Design Principles

Axiom design is based on several principles, requirements and early design decisions.

The goal of Axiom is modeling of data in extensible, web-friendly applications. Axiom can be used to create a data model of a particular application, usually a reusable software product. Axiom is designed for reuse of existing data model components inside an application. Axiom data models can be made extensible by third parties, allowing customization of the data model by application users. Axiom is designed for use in applications that are completely schema-aware, applications that can iterate over the data, interpret them dynamically while being aware of data types and definition of all the items. Axiom is designed quite specifically for application developers. It is not meant to be yet another universal "schema language" for the web.

Axiom is used to model (abstract) data structures. Axiom is format-independent. Data modeled by Axiom can be represented in several data languages, such as JSON or XML. But Axiom is not bound to any such language.

Data modeled in Axiom can be expressed in several representation languages. But this does not work both ways. There is no ambition to be able to model any arbitrary JSON data in Axiom. There is no ambition to parse any arbitrary XML file. Only "Axiom-compliant" data structures can be processed.

Axiom is web-friendly, it is designed with World Wide Web in mind. That means, Axiom should be easy to use for data on the web such as RESTful interfaces, semantic web and linked data. Axiom is using namespaces identified by URIs. Axiom is using qualified names (QName) for data types and items, providing mapping of QNames to URIs. Overall, Axiom is trying to reuse existing web concepts as much as possible to fit into the WWW environment.

Axiom is built to be human-friendly - to a reasonable degree. Axiom should be easy to read, write and understand by humans, at least those humans that have spent some time learning Axiom. Axiom tries to limit the boilerplate and ceremony to necessary minimum. Of course, the primary goal for Axiom is to be machine-processable. Therefore it must be unambiguous, as close to minimalism as possible and so on. But humans are going to read and write Axiom models and data. Therefore the language should also be pleasant, readable and elegant. Axiom should consider human aspects of data modeling, e.g. support for integrated documentation. We have no ambition to make Axiom super efficient for binary processing, we do not optimize the language for parsing speed and so on. We create Axiom for human users.

Axiom natively support concepts of data model evolution. Data models are not static. They evolve, change in time. Some changes are compatible, other are not. Axiom is built to allow for such evolution.

Axiom is designed to create cross-domain schemas. Which means that Axiom schemas can be composed of models that originated in different domains, authored by different organizations. Axiom supports reuse and extension of schemas that are created by others.

However, Axiom is not designed for applications that adopt an open world paradigm. I.e. applications that work with data models that can be extended in any way, at any time, without requiring human intervention. Semantic web applications are a prime example of such approach. Axiom design trade-offs are made in favor of extensible applications, e.g. the ability to generate code from data model is much more important than smooth support for open world. We hope that Axiom could still be used in open world systems or at least for interaction with such systems. But such use may not be entirely easy or comfortable.

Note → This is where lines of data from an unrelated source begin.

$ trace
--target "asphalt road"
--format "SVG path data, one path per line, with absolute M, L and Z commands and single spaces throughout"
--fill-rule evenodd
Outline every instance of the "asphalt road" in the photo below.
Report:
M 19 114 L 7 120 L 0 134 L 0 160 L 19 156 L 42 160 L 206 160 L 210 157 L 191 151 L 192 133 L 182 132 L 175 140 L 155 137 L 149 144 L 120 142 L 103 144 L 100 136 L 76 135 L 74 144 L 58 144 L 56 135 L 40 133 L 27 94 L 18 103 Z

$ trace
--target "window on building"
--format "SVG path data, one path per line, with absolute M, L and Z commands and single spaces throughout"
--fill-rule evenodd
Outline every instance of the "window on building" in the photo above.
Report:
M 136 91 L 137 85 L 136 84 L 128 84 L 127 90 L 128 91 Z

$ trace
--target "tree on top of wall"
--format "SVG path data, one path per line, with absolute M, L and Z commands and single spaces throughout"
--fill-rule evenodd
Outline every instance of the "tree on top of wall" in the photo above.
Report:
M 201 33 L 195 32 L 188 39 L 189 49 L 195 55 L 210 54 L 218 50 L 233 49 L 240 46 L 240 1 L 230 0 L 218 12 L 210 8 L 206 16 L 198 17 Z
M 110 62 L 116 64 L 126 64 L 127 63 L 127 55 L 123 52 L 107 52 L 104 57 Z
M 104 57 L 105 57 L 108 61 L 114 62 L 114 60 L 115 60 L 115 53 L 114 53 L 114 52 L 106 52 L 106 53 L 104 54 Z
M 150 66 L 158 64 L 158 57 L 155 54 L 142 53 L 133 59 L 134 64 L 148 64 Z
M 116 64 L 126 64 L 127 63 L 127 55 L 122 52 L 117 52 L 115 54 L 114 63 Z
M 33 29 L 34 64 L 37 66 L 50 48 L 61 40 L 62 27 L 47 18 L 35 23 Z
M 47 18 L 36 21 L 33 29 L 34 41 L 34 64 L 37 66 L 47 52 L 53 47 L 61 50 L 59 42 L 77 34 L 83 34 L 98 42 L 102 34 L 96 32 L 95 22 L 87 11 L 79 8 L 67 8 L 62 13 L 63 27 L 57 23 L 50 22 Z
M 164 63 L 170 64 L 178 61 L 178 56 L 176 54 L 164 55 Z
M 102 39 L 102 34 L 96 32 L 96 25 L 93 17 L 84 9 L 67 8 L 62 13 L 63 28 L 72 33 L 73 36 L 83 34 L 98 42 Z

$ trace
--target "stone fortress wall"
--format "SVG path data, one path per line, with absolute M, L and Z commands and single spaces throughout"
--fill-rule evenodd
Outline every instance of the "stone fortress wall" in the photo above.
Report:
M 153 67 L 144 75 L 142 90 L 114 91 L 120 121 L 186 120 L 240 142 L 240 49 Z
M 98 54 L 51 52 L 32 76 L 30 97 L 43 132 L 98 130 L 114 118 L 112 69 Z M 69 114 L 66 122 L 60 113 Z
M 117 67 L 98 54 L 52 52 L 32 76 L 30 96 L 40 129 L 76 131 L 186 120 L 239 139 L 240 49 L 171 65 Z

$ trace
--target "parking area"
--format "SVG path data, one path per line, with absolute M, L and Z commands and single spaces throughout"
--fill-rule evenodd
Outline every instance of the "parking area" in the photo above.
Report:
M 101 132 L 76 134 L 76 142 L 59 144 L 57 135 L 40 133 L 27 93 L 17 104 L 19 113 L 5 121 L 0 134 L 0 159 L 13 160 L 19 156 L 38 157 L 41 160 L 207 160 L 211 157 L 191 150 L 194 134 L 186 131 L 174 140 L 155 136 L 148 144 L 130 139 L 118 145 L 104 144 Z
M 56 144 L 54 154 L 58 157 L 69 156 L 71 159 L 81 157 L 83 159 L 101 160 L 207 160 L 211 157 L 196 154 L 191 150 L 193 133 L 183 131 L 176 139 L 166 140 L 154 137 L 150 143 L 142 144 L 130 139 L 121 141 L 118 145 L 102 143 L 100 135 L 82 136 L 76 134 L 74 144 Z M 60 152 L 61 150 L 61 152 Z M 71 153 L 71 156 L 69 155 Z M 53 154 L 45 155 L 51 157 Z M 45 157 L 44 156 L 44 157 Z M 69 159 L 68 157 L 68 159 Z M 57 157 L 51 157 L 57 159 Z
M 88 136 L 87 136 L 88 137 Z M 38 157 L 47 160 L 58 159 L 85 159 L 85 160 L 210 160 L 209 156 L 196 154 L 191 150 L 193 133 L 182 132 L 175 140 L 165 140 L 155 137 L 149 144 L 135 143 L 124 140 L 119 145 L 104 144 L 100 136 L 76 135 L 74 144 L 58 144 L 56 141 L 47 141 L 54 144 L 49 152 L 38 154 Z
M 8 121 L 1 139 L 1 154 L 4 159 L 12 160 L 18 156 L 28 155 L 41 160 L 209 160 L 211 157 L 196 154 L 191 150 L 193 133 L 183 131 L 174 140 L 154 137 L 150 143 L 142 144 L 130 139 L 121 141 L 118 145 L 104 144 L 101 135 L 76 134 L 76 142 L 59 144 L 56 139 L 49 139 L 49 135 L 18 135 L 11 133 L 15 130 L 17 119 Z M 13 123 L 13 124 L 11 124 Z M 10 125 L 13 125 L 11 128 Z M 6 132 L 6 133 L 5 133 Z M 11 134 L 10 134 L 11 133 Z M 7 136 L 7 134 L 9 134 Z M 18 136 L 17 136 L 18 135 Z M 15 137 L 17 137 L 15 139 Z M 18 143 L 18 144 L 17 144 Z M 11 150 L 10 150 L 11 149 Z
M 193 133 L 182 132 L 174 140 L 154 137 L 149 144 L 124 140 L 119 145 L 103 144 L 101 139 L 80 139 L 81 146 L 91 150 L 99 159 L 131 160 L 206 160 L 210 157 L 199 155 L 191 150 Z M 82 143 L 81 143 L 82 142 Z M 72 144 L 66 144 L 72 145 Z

Axiom is a data language. However, it is designed to support generation of type-safe code. For example, it should be possible to express Axiom data types using Java classes. The generated code should look reasonably natural in wide range of programming languages, but the primary focus are statically-typed object-oriented languages.

Axiom is designed to support metadata and other cross-cutting concerns in data modeling. For example Axiom supports annotations for incomplete or unknown data.

Axiom is designed to be extensible language. Frameworks can extend the language capabilities to introduce their own data modeling concepts, add annotations and so on.

Axiom assumes that all models for all data will be available eventually. But that does not mean that all the models are available at the time when data are parsed. Some parts of the data are dynamic, they may be parsed without knowledge of the model. The model may be determined at runtime using complex algorithms based on parsed data and environment. The models may also be retrieved on demand. Therefore Axiom processors should be able to parse data partially (or as raw data as we call it) and apply model definitions later. However, Axiom assumes that such raw data will not be used until appropriate model is applied. All that Axiom can do with raw data is parsing them and storing them in their original form (without any modification). Full model is needed to use the data, interpret them and modify them.

Axiom is developed in an incremental fashion. The focus is on practical use and overall usefulness of Axiom. We are paying a lot of attention to make sure that the basic principles of Axiom are correct and consistent and that Axiom can evolve in the future. However, first versions of Axiom are not going to be perfect. It will be limited and there may be mistakes that need to be corrected in the future. However, Axiom can be validated only by practical use of the language in prototypes and real-world implementations. Therefore the primary goal of Axiom effort is to allow for such implementations to allow Axiom to continually improve.